Ironically, the one benefit business has won from this deal is the thing Tory hardliners will hate the most: commitments to a level playing field on regulations. Johnson had vowed to ditch May’s intention to align business to the EU’s regulations, in favour of a much looser trade deal. That was music to the ears of the proponents of “Singapore upon Thames.” But the EU insisted that it was not going to be undercut by unfair competition. If we want a trade deal, we will have to play by the same rules—and that means playing by rules we no longer shape or vote on. Even Tories who can accept the Northern Ireland protocol may balk at that.
Conversely, Labour MPs may object for a different reason—namely, that the level playing commitments, which ensure the same protections for workers, consumers and the environment, are only included in the political declaration, which is the non-binding part of the agreement. There will be nothing to prevent this Tory government from junking the ambitions as soon as future negotiations have begun. In other words, then, Tory hardliners may reject the deal because they believe the level playing field will happen; Labour Leavers may reject it because they believe it won’t.
For now, everything moves to Saturday. Assuming there is a final legal text and parliament agrees to vote on it, despite such limited time for scrutiny, there are three options. They can accept it outright; accept it subject to a confirmatory vote or extension request; or reject it.
If MPs accept it outright, we could be on the path to no deal by default. Under the terms of the Benn Act, Johnson will have no obligation to seek an extension. A new bill will be presented and parliament will have to approve every single word of it or face no deal. Remainers and moderates could seek to amend it but that risks timing it out altogether. Worse, no deal enthusiasts could flood it with amendments in the hope that it does time out. Parliament could seek to force a new extension again, but there simply may not be time.
MPs could instead accept it subject to a confirmatory vote. That would not compel Johnson to seek an extension, so parliament would once again face a battle to force that delay. Johnson in any case would attempt to thwart that referendum with every power at his disposal. A general election might have to come first.
A third option is to approve the deal subject simply to an extension request. That might be easier, but still fundamentally resolves nothing, as parliament would be accepting a bad deal on principle. All this does is prevent the catastrophe of a 31st October crash out.
The final option is to reject the deal. If the DUP and Labour Leavers stand firm, this is still highly possible or even likely. Such an outcome activates the Benn Act, forcing Johnson to request a delay, and at that point Labour would almost certainly allow an election—either by a vote of confidence or through a request from Johnson himself.

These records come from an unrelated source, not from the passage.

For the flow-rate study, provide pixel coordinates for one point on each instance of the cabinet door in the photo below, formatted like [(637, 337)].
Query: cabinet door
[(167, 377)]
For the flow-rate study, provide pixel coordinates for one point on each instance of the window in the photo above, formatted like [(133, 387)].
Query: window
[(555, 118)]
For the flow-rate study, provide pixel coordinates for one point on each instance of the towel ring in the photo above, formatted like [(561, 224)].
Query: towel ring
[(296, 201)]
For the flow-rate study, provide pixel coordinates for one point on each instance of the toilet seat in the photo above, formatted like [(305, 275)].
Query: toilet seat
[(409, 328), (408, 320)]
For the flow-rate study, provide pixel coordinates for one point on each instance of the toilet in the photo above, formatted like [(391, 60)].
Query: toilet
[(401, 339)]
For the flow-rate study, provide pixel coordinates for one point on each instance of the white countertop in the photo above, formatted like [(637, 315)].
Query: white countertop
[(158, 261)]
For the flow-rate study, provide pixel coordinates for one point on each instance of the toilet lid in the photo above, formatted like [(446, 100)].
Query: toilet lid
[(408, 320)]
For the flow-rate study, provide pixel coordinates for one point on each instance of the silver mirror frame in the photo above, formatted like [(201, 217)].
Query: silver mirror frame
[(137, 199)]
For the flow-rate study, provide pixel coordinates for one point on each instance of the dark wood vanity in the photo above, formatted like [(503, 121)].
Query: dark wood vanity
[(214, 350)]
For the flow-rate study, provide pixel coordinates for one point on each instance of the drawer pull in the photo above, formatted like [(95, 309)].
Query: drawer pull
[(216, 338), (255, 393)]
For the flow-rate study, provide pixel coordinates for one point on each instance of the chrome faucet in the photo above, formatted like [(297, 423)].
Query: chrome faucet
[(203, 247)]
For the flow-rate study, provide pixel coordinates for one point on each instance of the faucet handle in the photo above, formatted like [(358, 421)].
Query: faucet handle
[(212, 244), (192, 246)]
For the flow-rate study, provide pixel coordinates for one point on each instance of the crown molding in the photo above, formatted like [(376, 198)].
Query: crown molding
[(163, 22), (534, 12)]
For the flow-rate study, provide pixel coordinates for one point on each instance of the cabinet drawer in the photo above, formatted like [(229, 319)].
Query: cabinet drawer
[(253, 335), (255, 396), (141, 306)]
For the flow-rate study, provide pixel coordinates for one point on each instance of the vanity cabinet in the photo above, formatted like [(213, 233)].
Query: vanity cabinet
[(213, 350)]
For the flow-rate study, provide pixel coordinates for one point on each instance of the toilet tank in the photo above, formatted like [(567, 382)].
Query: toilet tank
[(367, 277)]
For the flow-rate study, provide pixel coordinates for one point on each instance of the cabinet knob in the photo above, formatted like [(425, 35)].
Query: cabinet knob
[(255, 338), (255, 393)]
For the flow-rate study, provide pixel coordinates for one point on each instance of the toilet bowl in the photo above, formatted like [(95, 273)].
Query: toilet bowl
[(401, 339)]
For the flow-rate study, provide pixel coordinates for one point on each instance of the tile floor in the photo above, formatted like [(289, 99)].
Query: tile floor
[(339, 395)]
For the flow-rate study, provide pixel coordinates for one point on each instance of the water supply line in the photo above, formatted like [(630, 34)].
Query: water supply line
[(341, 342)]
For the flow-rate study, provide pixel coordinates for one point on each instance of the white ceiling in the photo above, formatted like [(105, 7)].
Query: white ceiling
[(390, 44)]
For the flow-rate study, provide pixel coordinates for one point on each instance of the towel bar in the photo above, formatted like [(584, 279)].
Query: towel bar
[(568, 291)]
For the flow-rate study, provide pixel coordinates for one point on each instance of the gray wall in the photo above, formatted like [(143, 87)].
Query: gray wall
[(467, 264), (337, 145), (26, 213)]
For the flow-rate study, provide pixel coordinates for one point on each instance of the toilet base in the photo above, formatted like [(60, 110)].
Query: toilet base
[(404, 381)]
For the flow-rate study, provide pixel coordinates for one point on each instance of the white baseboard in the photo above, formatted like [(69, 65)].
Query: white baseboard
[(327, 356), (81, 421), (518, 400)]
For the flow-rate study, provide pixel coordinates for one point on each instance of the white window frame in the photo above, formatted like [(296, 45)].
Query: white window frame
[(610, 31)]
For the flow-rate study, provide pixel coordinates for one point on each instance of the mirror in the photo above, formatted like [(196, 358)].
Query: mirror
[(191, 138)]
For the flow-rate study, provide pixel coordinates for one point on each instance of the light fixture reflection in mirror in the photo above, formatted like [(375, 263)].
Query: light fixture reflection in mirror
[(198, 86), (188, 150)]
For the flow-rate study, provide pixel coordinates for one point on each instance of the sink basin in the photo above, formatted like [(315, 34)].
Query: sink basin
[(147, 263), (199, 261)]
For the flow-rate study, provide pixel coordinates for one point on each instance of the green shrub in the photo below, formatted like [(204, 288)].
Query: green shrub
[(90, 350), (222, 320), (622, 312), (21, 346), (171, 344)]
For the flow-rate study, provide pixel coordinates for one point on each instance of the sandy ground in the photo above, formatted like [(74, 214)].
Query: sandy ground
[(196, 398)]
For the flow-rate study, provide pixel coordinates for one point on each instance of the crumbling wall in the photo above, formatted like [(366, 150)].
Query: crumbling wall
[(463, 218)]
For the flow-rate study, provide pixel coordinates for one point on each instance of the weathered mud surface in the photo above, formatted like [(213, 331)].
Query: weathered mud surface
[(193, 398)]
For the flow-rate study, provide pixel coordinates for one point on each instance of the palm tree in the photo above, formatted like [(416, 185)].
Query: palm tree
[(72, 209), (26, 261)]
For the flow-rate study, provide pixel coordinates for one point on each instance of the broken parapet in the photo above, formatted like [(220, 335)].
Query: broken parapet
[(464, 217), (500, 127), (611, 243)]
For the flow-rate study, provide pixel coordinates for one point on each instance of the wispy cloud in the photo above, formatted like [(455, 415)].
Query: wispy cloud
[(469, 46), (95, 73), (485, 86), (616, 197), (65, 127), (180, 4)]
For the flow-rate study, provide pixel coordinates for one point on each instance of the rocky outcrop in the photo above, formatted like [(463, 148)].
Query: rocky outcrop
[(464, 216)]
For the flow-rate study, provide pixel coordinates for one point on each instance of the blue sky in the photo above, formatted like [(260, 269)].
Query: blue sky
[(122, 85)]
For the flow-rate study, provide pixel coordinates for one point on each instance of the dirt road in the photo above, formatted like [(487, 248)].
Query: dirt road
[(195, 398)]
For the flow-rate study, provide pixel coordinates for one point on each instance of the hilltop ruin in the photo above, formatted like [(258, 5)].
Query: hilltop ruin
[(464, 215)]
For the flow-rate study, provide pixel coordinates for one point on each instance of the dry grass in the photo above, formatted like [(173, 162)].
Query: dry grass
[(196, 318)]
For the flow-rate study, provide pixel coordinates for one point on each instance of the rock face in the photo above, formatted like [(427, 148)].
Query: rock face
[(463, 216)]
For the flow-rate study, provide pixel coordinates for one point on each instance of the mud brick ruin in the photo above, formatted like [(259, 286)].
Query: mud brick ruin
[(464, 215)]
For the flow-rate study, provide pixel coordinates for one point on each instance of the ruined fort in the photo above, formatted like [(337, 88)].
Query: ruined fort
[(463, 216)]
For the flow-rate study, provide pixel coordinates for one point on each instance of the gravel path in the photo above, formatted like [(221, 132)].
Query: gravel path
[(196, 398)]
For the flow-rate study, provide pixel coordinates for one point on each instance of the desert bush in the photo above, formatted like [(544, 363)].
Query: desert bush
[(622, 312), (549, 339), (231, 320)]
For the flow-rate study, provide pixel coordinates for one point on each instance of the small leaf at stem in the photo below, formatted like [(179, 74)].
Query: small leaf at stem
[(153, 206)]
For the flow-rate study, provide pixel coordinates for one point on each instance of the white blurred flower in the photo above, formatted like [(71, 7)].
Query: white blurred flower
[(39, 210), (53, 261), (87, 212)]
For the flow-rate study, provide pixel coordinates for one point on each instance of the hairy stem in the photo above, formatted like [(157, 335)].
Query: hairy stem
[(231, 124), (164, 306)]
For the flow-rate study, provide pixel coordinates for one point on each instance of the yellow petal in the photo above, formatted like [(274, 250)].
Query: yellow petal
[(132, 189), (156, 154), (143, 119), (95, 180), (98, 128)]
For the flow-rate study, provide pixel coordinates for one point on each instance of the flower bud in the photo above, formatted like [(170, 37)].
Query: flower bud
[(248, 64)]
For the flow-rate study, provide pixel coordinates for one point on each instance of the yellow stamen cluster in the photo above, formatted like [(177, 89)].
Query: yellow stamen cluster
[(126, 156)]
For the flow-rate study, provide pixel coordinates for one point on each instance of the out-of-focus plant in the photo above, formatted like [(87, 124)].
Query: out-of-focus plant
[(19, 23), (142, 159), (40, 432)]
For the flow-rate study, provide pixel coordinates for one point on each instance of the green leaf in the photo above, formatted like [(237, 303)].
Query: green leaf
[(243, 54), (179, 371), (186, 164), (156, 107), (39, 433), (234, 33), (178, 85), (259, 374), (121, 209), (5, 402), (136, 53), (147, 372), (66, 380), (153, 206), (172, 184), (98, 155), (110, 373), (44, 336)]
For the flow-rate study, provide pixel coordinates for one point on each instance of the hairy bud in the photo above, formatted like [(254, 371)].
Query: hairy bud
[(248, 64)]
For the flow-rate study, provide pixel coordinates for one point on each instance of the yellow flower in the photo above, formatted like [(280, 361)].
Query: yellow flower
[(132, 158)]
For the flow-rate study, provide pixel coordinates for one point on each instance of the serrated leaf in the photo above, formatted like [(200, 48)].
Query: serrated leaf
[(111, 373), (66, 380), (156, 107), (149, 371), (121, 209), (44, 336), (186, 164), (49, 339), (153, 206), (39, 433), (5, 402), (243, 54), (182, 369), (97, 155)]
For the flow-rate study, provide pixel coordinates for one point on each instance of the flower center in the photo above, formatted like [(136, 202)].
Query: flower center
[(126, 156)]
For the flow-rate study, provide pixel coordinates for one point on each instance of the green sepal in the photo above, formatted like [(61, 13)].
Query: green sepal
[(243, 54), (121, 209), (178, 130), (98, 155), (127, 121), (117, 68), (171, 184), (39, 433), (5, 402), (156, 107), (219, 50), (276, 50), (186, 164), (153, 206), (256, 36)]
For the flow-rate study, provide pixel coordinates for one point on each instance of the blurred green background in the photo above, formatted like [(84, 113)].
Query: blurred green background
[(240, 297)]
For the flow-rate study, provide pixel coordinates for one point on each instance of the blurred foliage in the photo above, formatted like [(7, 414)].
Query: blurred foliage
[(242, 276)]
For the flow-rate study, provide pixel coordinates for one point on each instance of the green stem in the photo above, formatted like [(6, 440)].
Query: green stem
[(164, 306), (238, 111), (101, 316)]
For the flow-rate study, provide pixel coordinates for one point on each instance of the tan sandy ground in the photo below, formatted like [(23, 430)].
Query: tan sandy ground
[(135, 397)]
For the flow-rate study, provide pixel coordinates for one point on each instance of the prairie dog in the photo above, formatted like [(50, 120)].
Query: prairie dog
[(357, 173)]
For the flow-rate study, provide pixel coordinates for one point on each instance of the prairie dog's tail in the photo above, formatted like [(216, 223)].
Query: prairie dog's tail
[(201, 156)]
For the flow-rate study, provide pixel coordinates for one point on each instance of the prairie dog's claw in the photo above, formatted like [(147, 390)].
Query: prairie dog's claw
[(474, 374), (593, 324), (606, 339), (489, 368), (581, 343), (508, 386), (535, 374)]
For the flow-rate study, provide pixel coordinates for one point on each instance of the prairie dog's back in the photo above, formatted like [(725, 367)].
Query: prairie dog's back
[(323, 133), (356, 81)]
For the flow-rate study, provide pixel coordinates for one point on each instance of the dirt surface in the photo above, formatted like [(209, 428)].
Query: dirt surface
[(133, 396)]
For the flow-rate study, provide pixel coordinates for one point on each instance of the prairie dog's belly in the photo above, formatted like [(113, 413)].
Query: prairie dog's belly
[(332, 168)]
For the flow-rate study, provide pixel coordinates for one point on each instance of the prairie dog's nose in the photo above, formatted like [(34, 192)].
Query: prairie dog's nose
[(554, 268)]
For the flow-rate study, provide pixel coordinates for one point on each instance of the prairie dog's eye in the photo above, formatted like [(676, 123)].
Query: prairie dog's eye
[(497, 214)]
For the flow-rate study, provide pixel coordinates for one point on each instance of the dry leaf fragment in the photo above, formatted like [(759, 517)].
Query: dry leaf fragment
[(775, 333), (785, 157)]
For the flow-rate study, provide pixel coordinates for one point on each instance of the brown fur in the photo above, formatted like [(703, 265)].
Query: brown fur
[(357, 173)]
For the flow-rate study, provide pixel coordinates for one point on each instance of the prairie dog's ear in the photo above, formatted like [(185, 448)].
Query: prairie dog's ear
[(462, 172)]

We then find ourselves in a general election. In that campaign Johnson would find himself not advocating for no deal or a glorious utopian deal but the imperfect compromise he has just negotiated. That will cost him precious support among Leavers and Remainers. Most ominously, Nigel Farage has already indicated that this deal “is not Brexit.” If he takes the fight to the PM, any chance of a Tory majority disappears immediately. It is Jeremy Corbyn who can present voters with the contrast of a bad Tory deal or a Labour referendum to discard it.
But before then, we must simply take a step back and realise the broader truth. This deal is worse than May’s. It will leave us poorer, sacrifice jobs, cause major disruption, disenfranchise our politicians from key decisions, and jeopardise the fragile equilibrium which has ensured stability in Northern Ireland for two decades. But there is a still more essential truth: any deal will leave us poorer, weaker and more isolated. We will never enjoy a better arrangement than the one we currently have. That is the one we must vote for. That is the one we must keep.